Your team uses a monorepo in Azure Repos. Developers frequently commit directly to the main branch, causing build failures. You need to enforce a policy that requires all changes to go through pull requests with at least one reviewer. What should you configure?
Branch policies on main can enforce pull request requirements and reviewer count.
Why this answer
Option C is correct because Azure Repos allows you to configure branch policies on specific branches (like main) to enforce that all changes must come through pull requests and require a minimum number of reviewers. This directly addresses the need to prevent direct commits to main and ensure code review before merging.
Exam trap
The trap here is that candidates often confuse project-level settings with branch-level policies, or mistakenly think service hooks can enforce commit restrictions, when in fact Azure Repos requires explicit branch policy configuration on the target branch to enforce pull request requirements and reviewer counts.

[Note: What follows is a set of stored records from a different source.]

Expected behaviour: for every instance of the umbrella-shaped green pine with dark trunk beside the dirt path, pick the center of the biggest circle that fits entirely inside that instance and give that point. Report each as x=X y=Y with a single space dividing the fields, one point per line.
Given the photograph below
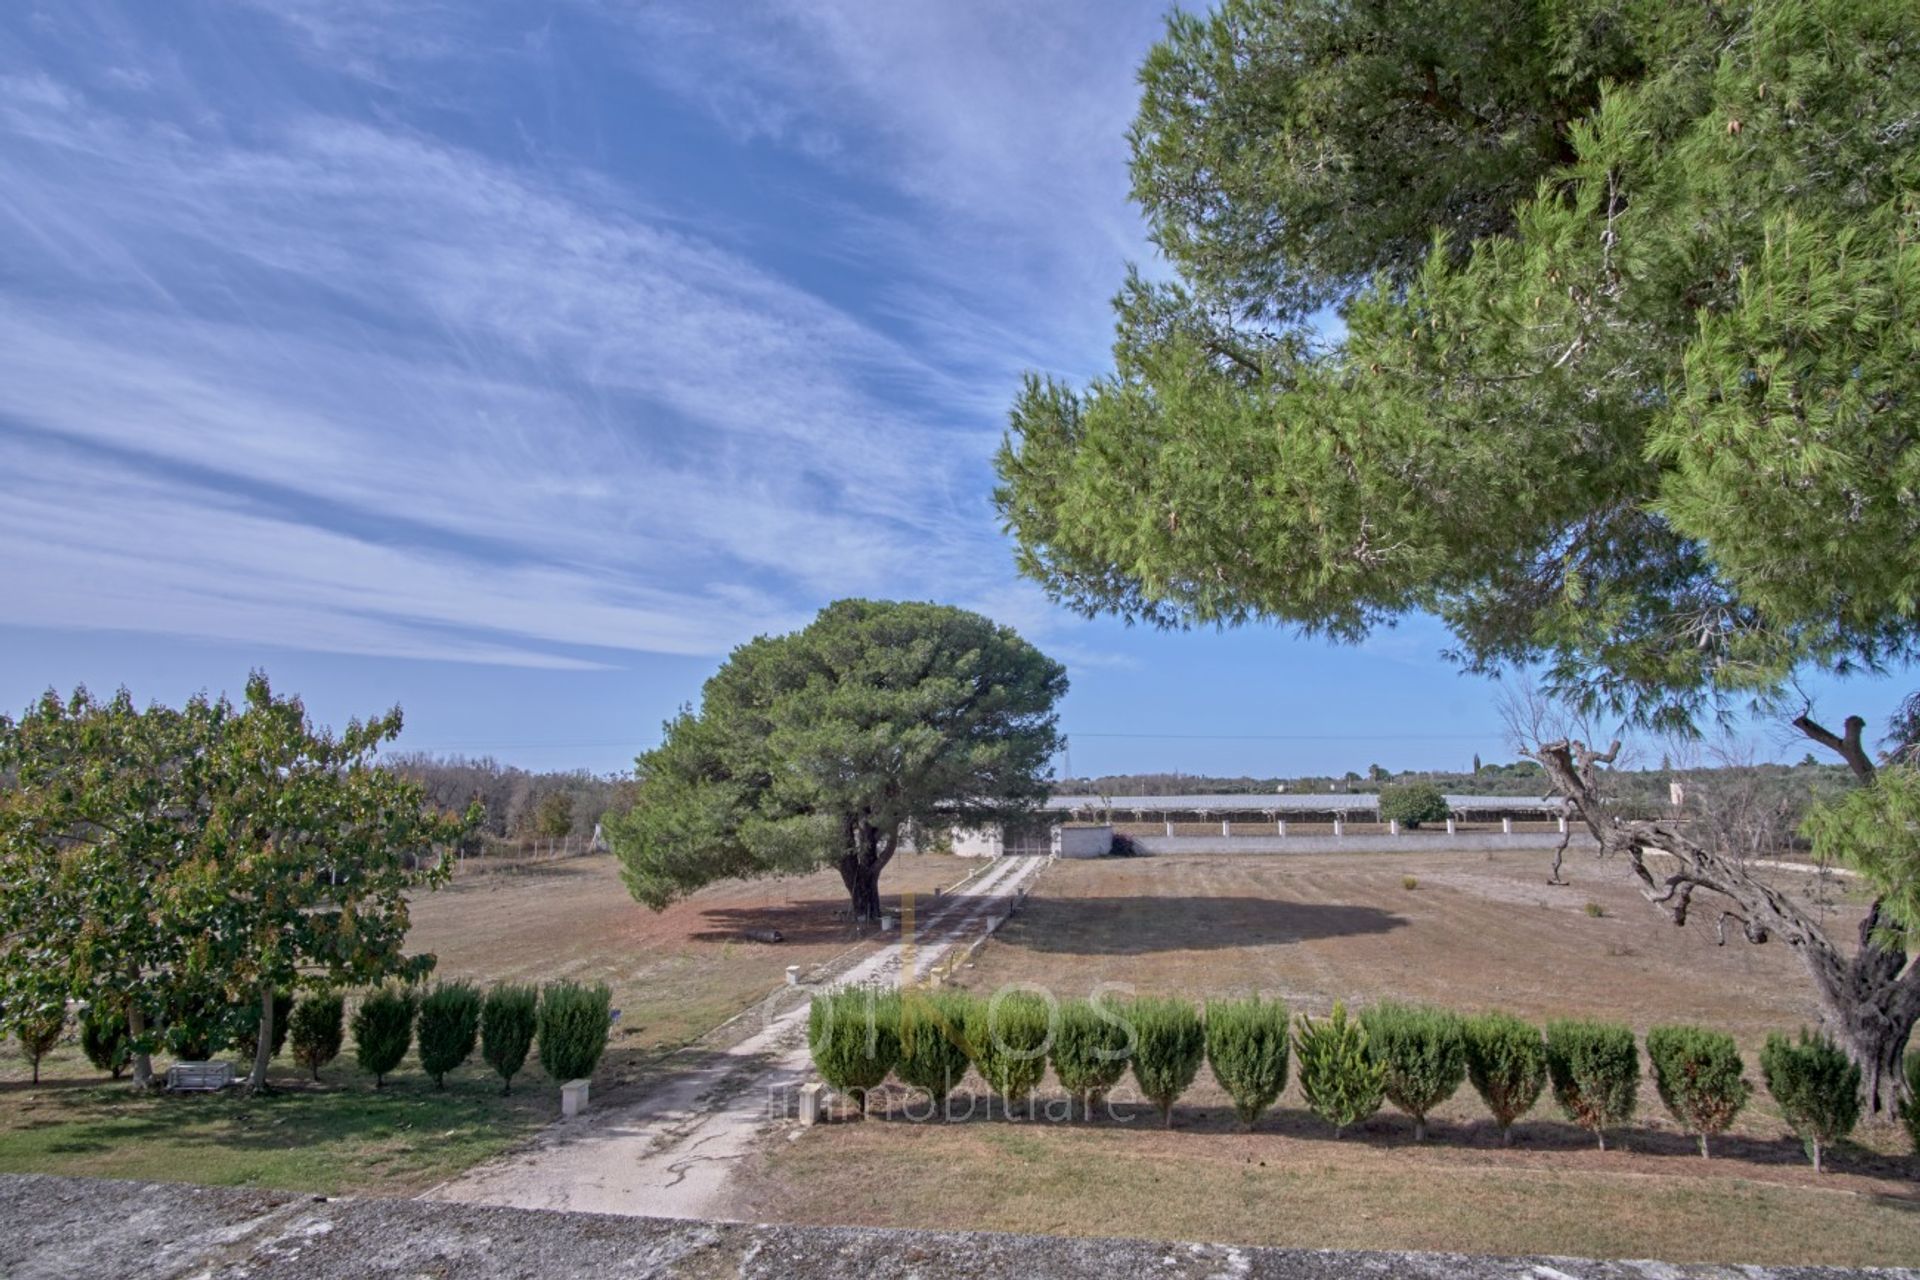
x=825 y=746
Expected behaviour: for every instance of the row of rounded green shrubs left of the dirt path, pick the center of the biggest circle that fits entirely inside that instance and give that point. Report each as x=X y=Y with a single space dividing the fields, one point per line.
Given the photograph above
x=565 y=1022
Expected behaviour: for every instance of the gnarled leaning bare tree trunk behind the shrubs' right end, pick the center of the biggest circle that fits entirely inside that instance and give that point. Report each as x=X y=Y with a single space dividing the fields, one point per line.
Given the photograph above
x=1871 y=1001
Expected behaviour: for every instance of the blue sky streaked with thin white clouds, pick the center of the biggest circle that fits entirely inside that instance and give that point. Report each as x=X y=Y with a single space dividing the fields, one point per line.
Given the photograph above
x=514 y=362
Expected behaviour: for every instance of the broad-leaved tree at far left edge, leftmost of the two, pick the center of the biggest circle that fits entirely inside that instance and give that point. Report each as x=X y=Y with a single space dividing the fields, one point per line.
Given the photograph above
x=99 y=855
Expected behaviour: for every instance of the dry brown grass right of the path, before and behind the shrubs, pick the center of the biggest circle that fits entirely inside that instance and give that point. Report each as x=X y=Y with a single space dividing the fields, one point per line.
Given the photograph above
x=1476 y=934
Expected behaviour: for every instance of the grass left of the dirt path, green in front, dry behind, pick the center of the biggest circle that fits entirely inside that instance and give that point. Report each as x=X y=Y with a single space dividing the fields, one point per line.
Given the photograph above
x=675 y=976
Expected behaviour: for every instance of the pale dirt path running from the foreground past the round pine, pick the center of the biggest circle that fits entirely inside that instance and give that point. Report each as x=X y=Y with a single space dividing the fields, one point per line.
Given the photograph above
x=671 y=1152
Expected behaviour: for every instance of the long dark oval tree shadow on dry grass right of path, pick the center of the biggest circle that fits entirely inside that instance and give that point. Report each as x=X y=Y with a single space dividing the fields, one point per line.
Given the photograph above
x=1188 y=924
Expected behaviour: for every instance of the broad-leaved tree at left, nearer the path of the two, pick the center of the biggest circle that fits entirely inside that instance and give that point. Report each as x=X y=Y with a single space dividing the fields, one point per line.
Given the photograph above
x=316 y=849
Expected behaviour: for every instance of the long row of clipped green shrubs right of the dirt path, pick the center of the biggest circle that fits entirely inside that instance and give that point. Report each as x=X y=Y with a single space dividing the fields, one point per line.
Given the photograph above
x=1412 y=1056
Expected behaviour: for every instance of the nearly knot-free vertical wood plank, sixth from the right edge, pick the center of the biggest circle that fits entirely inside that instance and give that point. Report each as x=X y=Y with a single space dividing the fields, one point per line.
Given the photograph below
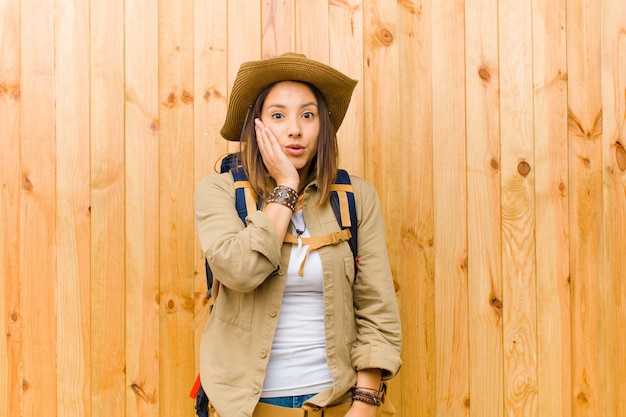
x=450 y=193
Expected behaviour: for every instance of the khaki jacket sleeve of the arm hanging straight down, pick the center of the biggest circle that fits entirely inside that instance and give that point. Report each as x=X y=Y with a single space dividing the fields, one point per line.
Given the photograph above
x=379 y=335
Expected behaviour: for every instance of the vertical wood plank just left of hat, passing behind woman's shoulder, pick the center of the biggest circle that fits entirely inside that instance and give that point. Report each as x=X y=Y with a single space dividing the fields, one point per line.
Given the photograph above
x=210 y=79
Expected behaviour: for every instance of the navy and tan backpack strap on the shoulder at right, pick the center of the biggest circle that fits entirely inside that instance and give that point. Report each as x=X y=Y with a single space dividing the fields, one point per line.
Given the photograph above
x=344 y=207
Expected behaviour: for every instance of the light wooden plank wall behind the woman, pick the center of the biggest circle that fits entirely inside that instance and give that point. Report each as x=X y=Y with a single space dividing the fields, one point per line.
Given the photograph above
x=493 y=131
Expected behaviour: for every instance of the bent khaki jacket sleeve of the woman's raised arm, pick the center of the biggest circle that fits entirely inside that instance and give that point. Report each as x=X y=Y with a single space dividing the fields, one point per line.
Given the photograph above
x=241 y=258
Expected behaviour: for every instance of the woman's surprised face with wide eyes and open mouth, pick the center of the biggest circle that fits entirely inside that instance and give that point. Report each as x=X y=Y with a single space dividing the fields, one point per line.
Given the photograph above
x=290 y=111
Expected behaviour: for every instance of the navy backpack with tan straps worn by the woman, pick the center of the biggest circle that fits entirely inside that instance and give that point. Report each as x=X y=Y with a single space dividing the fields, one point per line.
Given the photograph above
x=341 y=200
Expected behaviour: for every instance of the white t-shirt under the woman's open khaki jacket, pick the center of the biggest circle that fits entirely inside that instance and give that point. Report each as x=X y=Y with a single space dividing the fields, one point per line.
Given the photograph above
x=297 y=364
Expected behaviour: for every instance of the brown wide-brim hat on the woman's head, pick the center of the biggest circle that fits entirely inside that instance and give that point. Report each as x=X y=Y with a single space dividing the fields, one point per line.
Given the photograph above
x=254 y=76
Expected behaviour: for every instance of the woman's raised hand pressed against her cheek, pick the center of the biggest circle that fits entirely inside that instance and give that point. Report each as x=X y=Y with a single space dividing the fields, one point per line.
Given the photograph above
x=275 y=160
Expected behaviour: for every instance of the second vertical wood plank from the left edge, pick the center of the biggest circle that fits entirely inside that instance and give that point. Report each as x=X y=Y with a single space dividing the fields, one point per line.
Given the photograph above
x=38 y=271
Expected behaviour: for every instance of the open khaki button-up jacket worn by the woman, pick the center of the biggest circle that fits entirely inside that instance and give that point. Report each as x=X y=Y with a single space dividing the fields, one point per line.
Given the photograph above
x=362 y=322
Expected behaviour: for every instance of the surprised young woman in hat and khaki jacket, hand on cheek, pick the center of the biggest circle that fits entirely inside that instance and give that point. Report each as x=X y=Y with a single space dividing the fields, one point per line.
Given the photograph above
x=293 y=331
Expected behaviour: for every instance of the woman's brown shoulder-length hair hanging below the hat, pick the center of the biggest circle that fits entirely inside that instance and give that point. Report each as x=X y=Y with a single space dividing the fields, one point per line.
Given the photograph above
x=323 y=167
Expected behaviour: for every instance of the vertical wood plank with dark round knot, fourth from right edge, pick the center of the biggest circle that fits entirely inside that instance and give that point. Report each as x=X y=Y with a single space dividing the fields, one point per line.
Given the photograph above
x=518 y=209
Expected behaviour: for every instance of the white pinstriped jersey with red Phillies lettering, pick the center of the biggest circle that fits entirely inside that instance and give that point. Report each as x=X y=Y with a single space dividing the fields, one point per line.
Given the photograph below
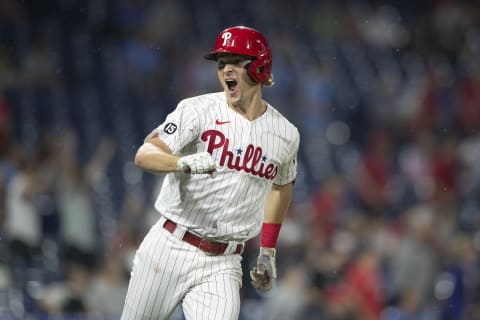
x=250 y=156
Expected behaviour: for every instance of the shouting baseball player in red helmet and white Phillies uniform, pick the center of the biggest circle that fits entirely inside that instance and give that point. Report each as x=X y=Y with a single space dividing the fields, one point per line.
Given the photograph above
x=230 y=162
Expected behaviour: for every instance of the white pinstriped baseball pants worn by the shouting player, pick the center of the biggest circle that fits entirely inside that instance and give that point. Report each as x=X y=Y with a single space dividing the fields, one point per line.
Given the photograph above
x=168 y=271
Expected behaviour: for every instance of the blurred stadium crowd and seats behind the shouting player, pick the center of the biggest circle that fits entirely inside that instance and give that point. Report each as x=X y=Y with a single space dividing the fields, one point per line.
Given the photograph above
x=385 y=220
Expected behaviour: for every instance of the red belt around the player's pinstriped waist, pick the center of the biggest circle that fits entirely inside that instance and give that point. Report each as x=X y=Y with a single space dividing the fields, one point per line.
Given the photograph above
x=209 y=247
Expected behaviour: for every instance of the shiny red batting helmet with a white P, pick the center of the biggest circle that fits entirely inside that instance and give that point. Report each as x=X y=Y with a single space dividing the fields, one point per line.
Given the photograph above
x=248 y=42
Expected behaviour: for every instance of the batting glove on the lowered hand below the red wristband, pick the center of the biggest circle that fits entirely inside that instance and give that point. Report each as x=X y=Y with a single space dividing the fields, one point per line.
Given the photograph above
x=263 y=275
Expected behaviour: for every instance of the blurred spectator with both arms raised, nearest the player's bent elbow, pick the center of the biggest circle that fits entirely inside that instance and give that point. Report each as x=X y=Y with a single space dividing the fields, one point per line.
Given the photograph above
x=78 y=220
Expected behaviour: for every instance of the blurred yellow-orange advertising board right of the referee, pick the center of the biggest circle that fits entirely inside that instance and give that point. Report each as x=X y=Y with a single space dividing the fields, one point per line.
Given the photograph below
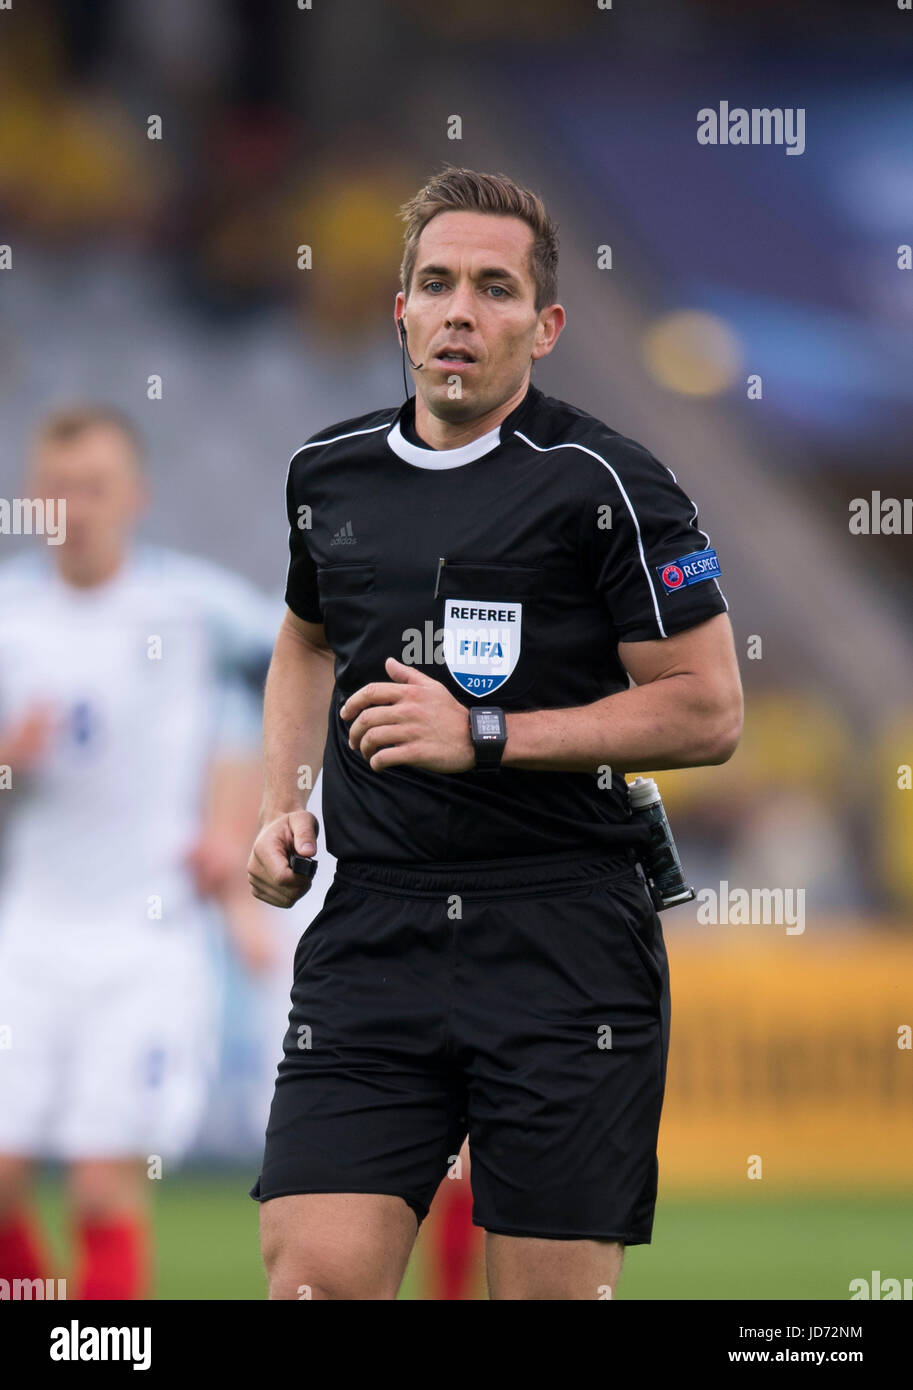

How to eliminate wrong answers
Option A is wrong because configuring a repository policy to require a pull request for all branches would apply the restriction to every branch, including feature branches, which is overly broad and not the specific requirement to protect only the main branch. Option B is wrong because service hooks are used to trigger external events (e.g., webhooks) based on repository actions, not to reject commits; they cannot enforce branch policies or block direct commits. Option D is wrong because the 'Require a minimum number of reviewers' setting is not available in project settings; it is a branch policy configuration that must be applied at the branch level within the repository settings.